The German people was promised again and again, often by me, that the restoration of its military power would be only for defensive purposes.

Q. How and where did you propagate this idea?

A. In the modest sphere of my weekly radio speeches, while making casual remarks. I was a patriot, but I considered myself free from Chauvinism, that is, exaggerated nationalism. To me, as an historian, it was at that time already clear that, especially in the narrow confines of Europe, the old nationalism was an anachronism, and that it was incompatible with modern communications and weapons. At that time I believed that I saw in Hitler's doctrine also certain elements for a new type of mutual understanding among peoples. It was particularly the constantly repeated thesis that only the nationalism of one people can understand the nationalism of another people.

Only today have I realised ideologically, but particularly, of course, materially, through the further development of arms, that the time of nationalism is past, if mankind does not want to commit suicide, and that the period of internationalism has come, for good or evil.

At that time, however, nationalism was not considered a crime. I advocated it; indeed, everyone advocated it. It can be seen that it is still advocated today.

Q. Now, the prosecution points out that before every attack, a Press campaign was launched in Germany, the aim of which was to weaken the victim of a planned attack and to prepare the German people psychologically for the new drive. Although this is stated by the prosecution without as yet actually referring to you personally, and even though later no direct charge is made that you organized these Press campaigns, the prosecution, nevertheless, stress very strongly your connection with this practice.

[Page 243]

Now, what facts have you to state about your role in these journalistic polemics?

A. First, I can only point out that I described the propagandistic actions in detail in my affidavit, Document 3469-PS (23-33), starting with the Rhineland occupation up to the attack on the Soviet Union. These descriptions also contain information about the type and extent of my participation in these actions. Beyond that, I may emphasize that any reference is missing in the description made in my affidavit as to the question of the right in each case. All attempts at political justification are lacking. I should like to emphasize explicitly that in each case, in each action, I believed I represented a good and just cause. It would be going too far if I were to explain that for each case, inasmuch as many of these cases have already been discussed here. I assume, or rather, I hope that the prosecution will ask questions on this subject, for I assert that, no matter what the facts may have been in the individual cases, at every moment from the Anschluss of Austria on to the attack on Russia, information given to me and through me to the German public left no doubt of the legality or the urgent necessity of the German action and I, as the only surviving informer of the German public, consider it my duty to be available here for any investigation of the correctness of this statement of mine, which is of especial importance for the German public.

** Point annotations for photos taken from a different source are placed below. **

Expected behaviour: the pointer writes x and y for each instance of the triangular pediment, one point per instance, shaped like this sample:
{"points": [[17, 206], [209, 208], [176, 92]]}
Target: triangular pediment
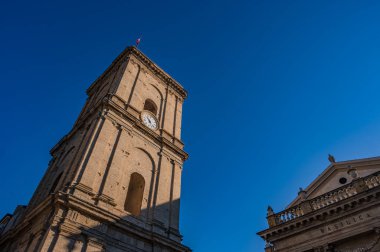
{"points": [[335, 176]]}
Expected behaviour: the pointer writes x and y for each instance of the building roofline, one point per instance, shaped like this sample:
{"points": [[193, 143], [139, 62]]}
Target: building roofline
{"points": [[329, 170]]}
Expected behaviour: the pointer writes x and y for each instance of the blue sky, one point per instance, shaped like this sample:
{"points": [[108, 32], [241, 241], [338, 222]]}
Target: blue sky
{"points": [[274, 86]]}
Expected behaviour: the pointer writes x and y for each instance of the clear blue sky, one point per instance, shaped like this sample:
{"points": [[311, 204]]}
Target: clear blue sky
{"points": [[274, 86]]}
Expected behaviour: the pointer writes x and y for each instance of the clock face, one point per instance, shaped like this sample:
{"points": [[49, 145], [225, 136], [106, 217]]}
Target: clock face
{"points": [[149, 120]]}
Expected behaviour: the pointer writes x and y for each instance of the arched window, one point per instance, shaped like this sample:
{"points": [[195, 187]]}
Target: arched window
{"points": [[150, 106], [55, 184], [135, 194]]}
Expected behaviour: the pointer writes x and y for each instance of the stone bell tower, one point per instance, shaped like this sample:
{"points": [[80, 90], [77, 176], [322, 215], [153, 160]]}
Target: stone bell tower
{"points": [[114, 180]]}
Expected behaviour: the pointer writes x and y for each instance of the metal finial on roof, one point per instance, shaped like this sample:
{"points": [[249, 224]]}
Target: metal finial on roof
{"points": [[331, 158]]}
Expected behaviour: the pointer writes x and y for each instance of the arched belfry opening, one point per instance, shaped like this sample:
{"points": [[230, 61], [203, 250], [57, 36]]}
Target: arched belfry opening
{"points": [[55, 184], [149, 105], [135, 194]]}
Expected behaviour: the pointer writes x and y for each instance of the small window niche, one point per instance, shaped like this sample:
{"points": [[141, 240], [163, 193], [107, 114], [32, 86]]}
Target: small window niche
{"points": [[149, 105], [135, 194]]}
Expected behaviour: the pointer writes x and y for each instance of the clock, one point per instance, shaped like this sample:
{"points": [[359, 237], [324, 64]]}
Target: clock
{"points": [[149, 120]]}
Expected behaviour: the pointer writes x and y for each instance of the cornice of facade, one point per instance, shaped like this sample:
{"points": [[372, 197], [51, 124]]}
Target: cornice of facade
{"points": [[312, 213], [132, 50]]}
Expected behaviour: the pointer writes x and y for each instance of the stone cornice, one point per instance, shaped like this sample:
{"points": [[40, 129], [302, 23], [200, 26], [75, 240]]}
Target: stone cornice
{"points": [[131, 50], [314, 219]]}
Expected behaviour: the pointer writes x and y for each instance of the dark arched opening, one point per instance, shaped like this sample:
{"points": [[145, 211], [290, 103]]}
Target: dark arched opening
{"points": [[149, 105], [135, 194], [55, 184]]}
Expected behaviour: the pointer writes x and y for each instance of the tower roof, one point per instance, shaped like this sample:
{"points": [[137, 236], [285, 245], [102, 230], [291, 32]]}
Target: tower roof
{"points": [[165, 77]]}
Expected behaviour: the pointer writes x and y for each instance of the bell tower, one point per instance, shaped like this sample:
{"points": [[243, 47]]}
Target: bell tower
{"points": [[114, 181]]}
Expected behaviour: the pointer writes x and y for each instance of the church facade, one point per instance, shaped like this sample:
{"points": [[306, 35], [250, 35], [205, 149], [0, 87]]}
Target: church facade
{"points": [[338, 212], [114, 181]]}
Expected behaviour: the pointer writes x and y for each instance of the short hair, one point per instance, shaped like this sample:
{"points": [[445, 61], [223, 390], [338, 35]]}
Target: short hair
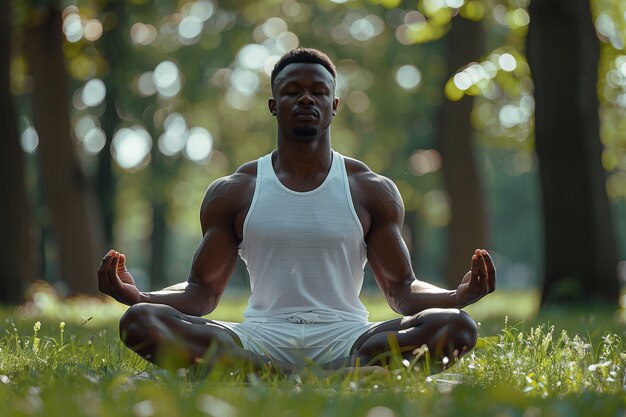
{"points": [[303, 56]]}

Q. Some newspaper headlines are mentioned in your affidavit which are considered typical of the various states of tension prior to the individual actions. What have you to say to that?

A. These headlines are taken without exception from the Volkischer Beobachter. They were submitted to me and, of course, I had to confirm their correctness, but I may emphasize that the Volkischer Beobachter was not typical of my Press policy. The Volkischer Beobachter generally had its own direct connections with headquarters and Hitler. Typical products of my Press policy were papers such as the Deutsche Allgemeine Zeitung, the Munchener Neueste Nachrichten, and the Hamburger Fremdenblatt, to mention only a few.

Q. But the prosecution is of the opinion that you, with your domestic propaganda, also incited the German people to war, in that you tried to arouse hostile feelings in them towards other peoples of Europe and the world. In Captain Sprecher's trial brief, it is said, for instance, that "antagonism against the peoples of the Soviet Union" and "an atmosphere of utter and complete unreason and hatred" were created by you or that you had incited the Germans to blind hatred. Did you do that?

A. No, I did not do that. Never did I attempt to arouse hatred against the English, French, Americans, or Russians. There is not a single word of this kind in perhaps a thousand speeches which I made before the microphone. I did speak strongly against governments, members of governments, governmental systems, but I never preached hatred generally or attempted to awaken it indirectly as was the case - and I ask your pardon for my taking an example from the courtroom - at the moment when a film was presented here and the words were spoken. "Here you see Germans laughing over hanged Yugoslavs." Never did I try to awaken hatred in this general form, and I may point out that for years many anti-National Socialist statements from certain countries, which were still neutral at that time, remained unanswered.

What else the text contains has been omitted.